Le peuple était dans l'enthousiasme. Mais on avait oublié dans l'exaltation religieuse, le duc de Coislin, propriétaire de la lande de la Madeleine. Celui-ci, Pierre de Cambout, vivait à Paris, sans souci de ses terres ; mais ses hommes d'affaires y regardaient de plus près : de là naîtraient bientôt de graves difficultés.
En attendant, le travail allait bon train ; le Père de Montfort continuait de missionner dans les environs, à Missilac, à Herbignac, à Camoël, surveillant ainsi les travaux et les dirigeant activement. A Missillac, il obtint un franc succès : en 1706, sur cent-trente sépultures, cent quatorze avaient été faites dans l'église ; on devine, par là, ce que devenaient les églises de par une pareille coutume. Or, pendant sa mission, M. de Montfort fit acheter par les paroissiens un champ dont il fit un cimetière, qu'il bénit lui-même, le 1er décembre 1709.
Quel était, cependant, l'aspect que prenait peu à peu le fameux calvaire ? Des rapports de l'époque, et surtout une gravure (Note : Il semble que, pour calmer l'opinion, on ait fait venir sur les lieux Mgr de Bauvau : le 12 octobre, en effet, il était à Pont-Château, et apposait sa signature sur le livre des comptes de paroisse. " G.E. de Nantes ") du temps, nous permettent de le décrire vaguement. Autour de la montagne artificielle, un rosaire était figuré par cent cinquante sapins, que séparaient, de dix en dix, de beaux cyprès. Au delà du fossé, un mur de quelque cent trente mètres de longueur, retenait les terres entassées. Une seule porte donnait accès à la sainte colline. Un chemin en colimaçon, soutenu par une muraille, permettait de monter lentement vers la hauteur. Une grotte-chapelle, aménagée dans le monticule, deviendrait le tombeau du Christ.

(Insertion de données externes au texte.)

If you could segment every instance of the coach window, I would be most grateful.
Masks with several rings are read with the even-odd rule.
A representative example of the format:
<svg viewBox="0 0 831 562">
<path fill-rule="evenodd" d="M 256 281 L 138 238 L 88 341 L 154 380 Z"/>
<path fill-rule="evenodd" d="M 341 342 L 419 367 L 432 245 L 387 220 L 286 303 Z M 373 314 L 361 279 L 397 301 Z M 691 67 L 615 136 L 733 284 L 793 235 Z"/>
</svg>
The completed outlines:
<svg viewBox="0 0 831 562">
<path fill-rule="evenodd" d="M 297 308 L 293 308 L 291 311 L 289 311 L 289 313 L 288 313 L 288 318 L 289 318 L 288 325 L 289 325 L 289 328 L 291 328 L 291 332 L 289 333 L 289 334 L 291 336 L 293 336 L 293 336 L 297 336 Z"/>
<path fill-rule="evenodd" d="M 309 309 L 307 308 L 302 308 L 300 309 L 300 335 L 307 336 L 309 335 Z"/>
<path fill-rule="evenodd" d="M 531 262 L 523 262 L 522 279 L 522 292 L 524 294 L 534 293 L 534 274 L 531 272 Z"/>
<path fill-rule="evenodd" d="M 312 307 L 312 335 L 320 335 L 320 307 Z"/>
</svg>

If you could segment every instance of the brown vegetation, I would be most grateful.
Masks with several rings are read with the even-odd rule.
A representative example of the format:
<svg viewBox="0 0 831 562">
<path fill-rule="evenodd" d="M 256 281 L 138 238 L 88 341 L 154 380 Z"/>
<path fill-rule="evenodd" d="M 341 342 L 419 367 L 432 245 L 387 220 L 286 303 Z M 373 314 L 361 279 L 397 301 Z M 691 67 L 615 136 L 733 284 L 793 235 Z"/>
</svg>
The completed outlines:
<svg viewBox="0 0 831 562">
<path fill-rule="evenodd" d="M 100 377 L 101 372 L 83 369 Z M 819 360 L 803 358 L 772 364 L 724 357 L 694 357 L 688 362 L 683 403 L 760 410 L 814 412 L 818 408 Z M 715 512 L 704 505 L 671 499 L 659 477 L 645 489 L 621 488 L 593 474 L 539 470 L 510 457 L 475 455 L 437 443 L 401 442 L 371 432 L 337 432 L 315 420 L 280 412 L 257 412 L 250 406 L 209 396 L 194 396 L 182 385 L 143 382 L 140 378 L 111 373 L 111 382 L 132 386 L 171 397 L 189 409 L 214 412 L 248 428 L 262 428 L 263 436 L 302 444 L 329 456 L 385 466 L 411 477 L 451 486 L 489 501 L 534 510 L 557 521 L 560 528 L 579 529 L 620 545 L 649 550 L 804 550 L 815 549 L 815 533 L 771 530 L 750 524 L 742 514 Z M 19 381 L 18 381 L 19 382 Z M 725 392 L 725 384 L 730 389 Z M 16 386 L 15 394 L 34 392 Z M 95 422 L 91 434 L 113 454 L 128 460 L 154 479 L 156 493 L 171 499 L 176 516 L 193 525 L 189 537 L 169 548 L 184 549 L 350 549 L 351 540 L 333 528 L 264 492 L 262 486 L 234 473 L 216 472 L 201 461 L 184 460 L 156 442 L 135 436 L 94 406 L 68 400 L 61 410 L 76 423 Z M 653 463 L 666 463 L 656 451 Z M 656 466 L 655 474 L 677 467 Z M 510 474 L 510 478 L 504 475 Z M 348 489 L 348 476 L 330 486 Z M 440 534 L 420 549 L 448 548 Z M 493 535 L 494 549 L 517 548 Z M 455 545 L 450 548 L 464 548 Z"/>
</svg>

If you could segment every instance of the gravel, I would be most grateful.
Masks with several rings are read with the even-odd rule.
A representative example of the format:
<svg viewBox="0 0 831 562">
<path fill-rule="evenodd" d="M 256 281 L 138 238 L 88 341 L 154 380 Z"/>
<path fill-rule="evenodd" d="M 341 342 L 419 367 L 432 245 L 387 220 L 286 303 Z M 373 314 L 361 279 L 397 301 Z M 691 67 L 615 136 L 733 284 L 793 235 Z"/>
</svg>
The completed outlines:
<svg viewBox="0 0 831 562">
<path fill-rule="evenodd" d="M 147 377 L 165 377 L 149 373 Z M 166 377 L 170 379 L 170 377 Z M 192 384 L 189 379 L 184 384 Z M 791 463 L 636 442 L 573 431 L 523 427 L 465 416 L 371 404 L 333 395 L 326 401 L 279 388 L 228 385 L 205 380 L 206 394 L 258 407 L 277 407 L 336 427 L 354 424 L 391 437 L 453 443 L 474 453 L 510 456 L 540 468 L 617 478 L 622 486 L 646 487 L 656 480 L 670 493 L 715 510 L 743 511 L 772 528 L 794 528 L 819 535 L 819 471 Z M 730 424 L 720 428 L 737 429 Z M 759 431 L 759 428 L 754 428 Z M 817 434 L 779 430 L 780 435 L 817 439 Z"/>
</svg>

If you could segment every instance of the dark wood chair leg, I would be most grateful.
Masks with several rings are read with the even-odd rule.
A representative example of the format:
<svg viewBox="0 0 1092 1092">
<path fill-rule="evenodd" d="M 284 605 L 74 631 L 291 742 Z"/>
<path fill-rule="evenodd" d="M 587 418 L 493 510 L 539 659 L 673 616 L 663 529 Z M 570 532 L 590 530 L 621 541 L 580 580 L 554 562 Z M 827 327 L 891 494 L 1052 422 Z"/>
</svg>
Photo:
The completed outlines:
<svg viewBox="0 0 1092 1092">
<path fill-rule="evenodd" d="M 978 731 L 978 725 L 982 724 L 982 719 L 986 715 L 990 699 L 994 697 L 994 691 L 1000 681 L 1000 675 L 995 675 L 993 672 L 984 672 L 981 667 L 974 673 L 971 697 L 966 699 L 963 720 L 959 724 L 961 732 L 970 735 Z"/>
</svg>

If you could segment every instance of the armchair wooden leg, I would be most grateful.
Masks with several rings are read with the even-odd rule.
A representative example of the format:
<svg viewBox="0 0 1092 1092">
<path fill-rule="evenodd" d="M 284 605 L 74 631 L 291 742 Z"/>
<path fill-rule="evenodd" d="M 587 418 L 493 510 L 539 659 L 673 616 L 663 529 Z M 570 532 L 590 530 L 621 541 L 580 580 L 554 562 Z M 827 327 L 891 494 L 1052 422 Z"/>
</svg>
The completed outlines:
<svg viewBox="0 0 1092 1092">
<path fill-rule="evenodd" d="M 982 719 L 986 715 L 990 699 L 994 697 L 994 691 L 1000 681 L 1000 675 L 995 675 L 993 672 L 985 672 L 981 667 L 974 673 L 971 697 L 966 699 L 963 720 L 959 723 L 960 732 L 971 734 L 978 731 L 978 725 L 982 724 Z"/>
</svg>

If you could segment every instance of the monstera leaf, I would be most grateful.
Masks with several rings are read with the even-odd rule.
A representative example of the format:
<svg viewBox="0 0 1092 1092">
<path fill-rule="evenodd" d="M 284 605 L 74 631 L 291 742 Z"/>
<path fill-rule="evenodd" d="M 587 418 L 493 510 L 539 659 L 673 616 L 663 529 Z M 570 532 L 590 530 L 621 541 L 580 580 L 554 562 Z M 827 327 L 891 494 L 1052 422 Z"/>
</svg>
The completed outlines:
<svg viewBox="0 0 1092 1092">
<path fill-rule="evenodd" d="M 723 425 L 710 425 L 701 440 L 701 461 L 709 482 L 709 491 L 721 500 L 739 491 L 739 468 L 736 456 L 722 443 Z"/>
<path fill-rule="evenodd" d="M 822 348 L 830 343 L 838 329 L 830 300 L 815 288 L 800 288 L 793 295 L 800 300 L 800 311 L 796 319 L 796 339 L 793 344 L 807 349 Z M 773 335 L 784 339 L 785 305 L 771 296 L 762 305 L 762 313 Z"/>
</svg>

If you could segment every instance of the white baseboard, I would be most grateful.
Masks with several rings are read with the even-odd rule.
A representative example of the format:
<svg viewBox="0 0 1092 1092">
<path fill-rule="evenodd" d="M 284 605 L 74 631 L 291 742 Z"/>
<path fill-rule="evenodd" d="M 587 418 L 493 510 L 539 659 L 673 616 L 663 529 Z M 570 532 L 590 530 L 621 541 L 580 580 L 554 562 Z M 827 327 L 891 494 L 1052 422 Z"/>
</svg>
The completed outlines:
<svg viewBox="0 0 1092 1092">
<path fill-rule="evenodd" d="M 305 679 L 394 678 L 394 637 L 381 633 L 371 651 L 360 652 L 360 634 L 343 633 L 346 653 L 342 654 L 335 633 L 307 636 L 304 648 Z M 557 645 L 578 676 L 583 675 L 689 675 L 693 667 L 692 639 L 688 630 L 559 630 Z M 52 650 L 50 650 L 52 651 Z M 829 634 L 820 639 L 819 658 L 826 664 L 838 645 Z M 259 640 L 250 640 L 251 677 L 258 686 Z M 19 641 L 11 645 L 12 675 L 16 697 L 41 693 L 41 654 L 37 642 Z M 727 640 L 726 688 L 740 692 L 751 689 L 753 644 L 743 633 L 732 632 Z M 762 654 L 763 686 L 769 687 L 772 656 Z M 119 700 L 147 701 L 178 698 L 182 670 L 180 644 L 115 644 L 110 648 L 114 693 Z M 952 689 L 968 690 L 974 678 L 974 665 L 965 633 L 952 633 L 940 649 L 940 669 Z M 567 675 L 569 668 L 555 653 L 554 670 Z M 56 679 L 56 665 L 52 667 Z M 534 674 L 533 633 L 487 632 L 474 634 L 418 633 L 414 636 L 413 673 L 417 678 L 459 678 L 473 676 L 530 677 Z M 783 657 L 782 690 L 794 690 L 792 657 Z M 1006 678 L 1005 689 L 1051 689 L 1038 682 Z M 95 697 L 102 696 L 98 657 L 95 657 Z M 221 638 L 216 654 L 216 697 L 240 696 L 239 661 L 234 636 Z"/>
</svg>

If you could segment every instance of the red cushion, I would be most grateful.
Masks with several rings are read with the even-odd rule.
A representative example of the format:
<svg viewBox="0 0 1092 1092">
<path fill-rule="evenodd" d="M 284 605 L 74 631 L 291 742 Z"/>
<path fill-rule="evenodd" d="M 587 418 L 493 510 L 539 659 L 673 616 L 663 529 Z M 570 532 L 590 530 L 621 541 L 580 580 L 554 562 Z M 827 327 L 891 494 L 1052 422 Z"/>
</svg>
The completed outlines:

Ainsi arrivait-on au faîte de l'éminence. Là s'élevaient les trois croix, parmi les statues de Notre-Dame des Sept Douleurs, de saint Jean et de sainte Madeleine. La croix du milieu, peinte en rouge-sang, était vraiment majestueuse : le Père de Montfort y avait employé le fût d'un châtaignier de Camoël, haut de près de vingt mètres : douze paires de boeufs l'avaient péniblement amené de Camoël à la Madeleine. La croix du bon larron, peinte en vert, celle du mauvais larron, peinte en noir, étaient d'un puissant symbolisme, plus que de bon goût. N'importe, l'effet produit était énorme : cela seul était envisagé. Ajoutons qu'un pesant Rosaire festonnait la plate-forme supérieure : Marie et la croix, c'était le tout de la dévotion de M. Grignion.
Les travaux étaient quasi terminés à la Saint-Jean de 1710 ; l'inauguration du beau calvaire fut fixée au 14 septembre suivant. Ainsi le décida l'apôtre de la croix ; mais l'enfer allait s'y opposer.
« Il faudrait enfermer le Missionnaire ... »
Les gens du duc de Coislin avaient gardé quelque rancoeur contre le missionnaire qui avait effacé, à Campbon, les armoiries de leur maître. Or, ils voyaient M. Grignion faire un autre exploit en s'emparant de la lande de la Madeleine pour y établir son calvaire. Ils y firent objection. Mais le maître avait changé à Pont-Château : Pierre de Cambout était mort en mai 1710 ; son frère Henri évêque de Metz, lui succédait comme propriétaire. Interrogé, l'évêque permit que l'oeuvre fût continuée.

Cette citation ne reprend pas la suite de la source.